[Tutor] Threads

Tue Nov 16 02:23:55 CET 2004

On Mon, 15 Nov 2004, Terry Carroll wrote:

> On Mon, 15 Nov 2004, orbitz wrote:
>
> > I guess you didn't read what I said. I suggested using
> > async/non-blocking sockets so you may have multiple downloads going.
> > Feel free to google what they are.
>
> I read it; I misunderstood it.

Hi everyone,

[text cut]

I have to admit: I haven't done too much asynchronous stuff myself yet.
A learning experience!  *grin*

Let's look at an example of doing something like asynchronous http
downloads, using the socket.select() call.  It sounds like the problem is
to try retrieving a bunch of pages by url simulaneously.  We try doing
things in parallel to improve network throughput, and to account for
certain web pages coming off slower than others.

We can use urllib.urlopen() to grab a bunch of web pages.  Since that
object looks just like a file, we can using it as part of a 'select' event
loop.  For example:

###
>>> import urllib
>>> import select
>>> f = urllib.urlopen("http://python.org")
>>> ready_in, ready_out, ready_exc = select.select([f], [], [])
###

When we use a select.select(), what comes back are the file objects that
are ready to be read().  select.select() is useful because it returns us
all the files that have some content to read.

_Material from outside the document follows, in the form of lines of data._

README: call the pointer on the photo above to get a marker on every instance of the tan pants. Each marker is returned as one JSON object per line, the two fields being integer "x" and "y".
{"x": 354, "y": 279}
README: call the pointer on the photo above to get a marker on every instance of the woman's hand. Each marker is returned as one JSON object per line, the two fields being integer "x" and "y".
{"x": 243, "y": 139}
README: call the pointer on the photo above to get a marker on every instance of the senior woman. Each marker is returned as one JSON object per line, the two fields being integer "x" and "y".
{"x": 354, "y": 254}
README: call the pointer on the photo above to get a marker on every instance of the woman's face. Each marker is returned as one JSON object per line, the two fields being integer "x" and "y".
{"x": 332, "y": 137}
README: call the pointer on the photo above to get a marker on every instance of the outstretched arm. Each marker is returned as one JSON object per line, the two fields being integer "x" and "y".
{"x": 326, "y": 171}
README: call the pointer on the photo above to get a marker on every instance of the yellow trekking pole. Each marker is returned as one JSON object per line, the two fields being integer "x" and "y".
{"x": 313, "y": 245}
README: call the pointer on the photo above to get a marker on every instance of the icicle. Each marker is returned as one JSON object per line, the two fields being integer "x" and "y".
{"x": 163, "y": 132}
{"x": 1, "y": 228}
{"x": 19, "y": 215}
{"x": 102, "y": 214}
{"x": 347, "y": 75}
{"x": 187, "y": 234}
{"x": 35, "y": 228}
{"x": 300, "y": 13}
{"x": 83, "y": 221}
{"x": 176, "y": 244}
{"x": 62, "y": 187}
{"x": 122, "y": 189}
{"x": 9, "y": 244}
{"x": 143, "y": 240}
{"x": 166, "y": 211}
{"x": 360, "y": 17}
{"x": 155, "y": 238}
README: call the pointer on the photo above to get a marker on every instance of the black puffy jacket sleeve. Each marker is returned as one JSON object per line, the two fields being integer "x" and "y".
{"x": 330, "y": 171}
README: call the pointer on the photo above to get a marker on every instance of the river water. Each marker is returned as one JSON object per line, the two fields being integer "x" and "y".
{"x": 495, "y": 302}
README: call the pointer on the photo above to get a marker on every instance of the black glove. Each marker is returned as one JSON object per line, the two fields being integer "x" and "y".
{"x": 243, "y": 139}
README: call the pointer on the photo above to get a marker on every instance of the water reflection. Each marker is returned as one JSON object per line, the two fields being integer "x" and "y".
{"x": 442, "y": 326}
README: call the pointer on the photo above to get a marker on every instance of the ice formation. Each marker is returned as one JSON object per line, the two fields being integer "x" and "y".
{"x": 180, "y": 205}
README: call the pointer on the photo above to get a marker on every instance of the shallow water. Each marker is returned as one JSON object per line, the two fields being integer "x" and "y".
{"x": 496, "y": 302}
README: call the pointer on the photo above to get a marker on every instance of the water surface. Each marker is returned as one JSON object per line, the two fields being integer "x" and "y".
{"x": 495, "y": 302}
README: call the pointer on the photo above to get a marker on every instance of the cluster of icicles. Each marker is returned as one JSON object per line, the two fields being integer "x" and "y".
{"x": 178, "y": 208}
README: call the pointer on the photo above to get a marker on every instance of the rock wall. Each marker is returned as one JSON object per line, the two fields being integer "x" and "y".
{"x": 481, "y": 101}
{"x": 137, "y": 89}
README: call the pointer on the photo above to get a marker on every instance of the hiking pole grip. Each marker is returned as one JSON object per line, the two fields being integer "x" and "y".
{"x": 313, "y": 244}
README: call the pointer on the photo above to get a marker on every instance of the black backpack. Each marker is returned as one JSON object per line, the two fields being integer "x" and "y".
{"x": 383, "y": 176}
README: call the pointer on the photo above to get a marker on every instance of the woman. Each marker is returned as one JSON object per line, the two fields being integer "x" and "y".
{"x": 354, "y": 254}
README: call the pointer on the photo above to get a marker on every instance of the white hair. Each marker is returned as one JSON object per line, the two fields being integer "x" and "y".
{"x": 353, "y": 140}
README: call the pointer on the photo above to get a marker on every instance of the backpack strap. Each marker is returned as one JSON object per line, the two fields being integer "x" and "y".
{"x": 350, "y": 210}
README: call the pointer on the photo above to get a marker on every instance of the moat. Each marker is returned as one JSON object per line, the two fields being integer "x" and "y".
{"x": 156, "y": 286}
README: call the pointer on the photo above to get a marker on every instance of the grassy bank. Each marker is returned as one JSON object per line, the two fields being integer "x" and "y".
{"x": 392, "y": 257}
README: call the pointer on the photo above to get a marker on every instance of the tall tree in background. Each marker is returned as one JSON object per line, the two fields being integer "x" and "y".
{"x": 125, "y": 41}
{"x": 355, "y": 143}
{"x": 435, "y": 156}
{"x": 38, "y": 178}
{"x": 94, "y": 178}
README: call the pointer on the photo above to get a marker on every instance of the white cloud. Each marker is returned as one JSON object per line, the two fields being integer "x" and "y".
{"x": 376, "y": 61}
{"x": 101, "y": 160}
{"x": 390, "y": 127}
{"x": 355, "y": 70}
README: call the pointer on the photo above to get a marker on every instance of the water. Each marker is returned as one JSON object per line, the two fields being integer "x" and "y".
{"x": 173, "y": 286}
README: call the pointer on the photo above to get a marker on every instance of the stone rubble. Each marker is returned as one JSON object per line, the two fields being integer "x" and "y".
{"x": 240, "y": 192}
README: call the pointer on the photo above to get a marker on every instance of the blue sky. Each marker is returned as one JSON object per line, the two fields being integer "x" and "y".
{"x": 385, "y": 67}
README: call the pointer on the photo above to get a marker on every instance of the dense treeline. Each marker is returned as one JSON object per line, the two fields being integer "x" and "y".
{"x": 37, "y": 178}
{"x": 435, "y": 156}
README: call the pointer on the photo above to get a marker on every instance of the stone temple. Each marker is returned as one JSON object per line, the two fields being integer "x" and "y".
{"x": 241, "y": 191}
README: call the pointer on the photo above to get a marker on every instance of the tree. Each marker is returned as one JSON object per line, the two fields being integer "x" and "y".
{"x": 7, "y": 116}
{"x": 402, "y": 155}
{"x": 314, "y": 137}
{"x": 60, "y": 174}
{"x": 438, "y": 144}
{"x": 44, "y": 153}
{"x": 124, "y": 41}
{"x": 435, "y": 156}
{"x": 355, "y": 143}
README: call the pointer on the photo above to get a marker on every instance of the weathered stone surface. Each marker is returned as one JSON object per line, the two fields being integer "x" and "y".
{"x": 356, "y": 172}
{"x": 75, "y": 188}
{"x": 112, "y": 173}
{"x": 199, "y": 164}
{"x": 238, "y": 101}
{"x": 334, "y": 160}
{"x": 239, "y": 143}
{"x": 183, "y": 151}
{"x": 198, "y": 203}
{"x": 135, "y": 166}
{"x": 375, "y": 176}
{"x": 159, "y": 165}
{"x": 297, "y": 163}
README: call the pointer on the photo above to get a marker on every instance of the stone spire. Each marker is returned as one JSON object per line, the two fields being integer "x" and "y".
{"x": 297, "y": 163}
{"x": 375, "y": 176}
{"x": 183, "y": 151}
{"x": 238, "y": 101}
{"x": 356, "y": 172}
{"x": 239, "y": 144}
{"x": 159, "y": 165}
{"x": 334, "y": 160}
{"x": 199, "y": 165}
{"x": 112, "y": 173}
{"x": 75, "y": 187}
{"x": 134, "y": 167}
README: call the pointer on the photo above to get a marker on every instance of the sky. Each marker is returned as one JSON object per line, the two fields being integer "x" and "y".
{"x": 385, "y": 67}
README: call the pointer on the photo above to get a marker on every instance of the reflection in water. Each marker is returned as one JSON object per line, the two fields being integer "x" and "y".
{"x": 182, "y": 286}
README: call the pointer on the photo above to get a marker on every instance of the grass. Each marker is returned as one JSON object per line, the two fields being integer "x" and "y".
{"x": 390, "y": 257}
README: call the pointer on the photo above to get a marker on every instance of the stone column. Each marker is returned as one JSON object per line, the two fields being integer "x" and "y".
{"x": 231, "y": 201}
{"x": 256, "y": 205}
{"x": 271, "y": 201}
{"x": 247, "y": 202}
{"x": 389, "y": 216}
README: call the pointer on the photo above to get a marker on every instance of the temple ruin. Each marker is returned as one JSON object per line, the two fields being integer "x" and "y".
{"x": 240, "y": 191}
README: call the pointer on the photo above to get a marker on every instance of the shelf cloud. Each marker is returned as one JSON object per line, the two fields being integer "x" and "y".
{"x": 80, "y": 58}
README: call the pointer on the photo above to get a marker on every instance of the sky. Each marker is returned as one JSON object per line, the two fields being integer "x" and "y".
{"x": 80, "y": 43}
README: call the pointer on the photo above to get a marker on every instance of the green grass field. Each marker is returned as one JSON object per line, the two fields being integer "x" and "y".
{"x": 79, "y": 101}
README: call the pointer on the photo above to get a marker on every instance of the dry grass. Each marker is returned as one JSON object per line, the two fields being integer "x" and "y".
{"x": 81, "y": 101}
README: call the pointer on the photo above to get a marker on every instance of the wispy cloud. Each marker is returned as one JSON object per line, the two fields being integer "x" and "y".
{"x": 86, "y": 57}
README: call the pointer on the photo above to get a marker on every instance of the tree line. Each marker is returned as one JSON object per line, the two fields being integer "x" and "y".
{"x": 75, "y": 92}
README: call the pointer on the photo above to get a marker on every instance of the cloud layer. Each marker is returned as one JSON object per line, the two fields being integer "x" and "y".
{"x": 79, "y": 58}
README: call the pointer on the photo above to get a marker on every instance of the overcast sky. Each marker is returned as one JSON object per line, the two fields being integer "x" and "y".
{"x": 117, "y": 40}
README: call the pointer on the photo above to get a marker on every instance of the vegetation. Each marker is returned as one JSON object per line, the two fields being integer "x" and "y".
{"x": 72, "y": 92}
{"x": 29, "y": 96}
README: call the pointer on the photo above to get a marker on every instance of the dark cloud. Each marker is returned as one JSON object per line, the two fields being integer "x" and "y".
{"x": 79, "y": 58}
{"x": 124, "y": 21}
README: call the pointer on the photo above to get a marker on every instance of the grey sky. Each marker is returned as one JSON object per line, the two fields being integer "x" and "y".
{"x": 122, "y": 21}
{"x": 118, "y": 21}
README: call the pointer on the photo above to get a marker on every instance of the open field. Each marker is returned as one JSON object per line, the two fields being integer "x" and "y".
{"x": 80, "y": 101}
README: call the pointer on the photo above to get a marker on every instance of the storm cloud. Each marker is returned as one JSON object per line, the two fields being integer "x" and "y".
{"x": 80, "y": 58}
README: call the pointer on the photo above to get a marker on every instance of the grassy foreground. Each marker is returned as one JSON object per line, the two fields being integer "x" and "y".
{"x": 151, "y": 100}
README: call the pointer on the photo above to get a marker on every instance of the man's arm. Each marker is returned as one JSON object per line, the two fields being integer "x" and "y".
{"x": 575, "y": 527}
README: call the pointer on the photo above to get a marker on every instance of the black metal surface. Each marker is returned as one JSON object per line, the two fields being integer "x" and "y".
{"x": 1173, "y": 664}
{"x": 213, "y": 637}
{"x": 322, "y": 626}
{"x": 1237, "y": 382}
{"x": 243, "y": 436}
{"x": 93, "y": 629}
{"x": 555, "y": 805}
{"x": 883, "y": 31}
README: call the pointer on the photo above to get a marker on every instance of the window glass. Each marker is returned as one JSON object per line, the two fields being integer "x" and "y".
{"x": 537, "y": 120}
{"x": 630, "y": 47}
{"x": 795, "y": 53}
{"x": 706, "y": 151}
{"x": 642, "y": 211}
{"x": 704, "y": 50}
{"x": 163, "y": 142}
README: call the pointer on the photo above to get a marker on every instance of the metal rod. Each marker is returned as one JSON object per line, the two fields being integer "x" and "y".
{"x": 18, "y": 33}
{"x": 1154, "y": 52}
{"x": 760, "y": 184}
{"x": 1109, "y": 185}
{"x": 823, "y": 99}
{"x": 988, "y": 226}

Here's some demonstration code of using select together with the file-like
objects that come off of urlopen():

######
"""A small demonstration on grabbing pages asynchronously.

Danny Yoo (dyoo at hkn.eecs.berkeley.edu)

urllib.urlopen() provides a file-like object, but we can still get at
the underlying socket.

"""

import select
import sys
import urllib

class PageGrabber:
    def __init__(self):
        self._urls = {}
        self._inFiles = {}
        self._outFiles = {}

    def add(self, url, outputFile):
        """Adds a new url to be grabbed.  We start writing the output
        to the outputFile."""
        openedFile = urllib.urlopen(url)
        fileno = openedFile.fileno()
        self._inFiles[fileno] = openedFile
        self._urls[fileno] = url
        self._outFiles[fileno] = outputFile

    def writeOutAllPages(self):
        """Waits until all the url streams are written out to their
        respective outFiles."""
        while self._urls:
            ins, outs, errs = select.select(self._inFiles.keys(), [], [])
            for in_fileno in ins:
                all_done = self._writeBlock(in_fileno)
                if all_done:
                    self._dropUrl(in_fileno)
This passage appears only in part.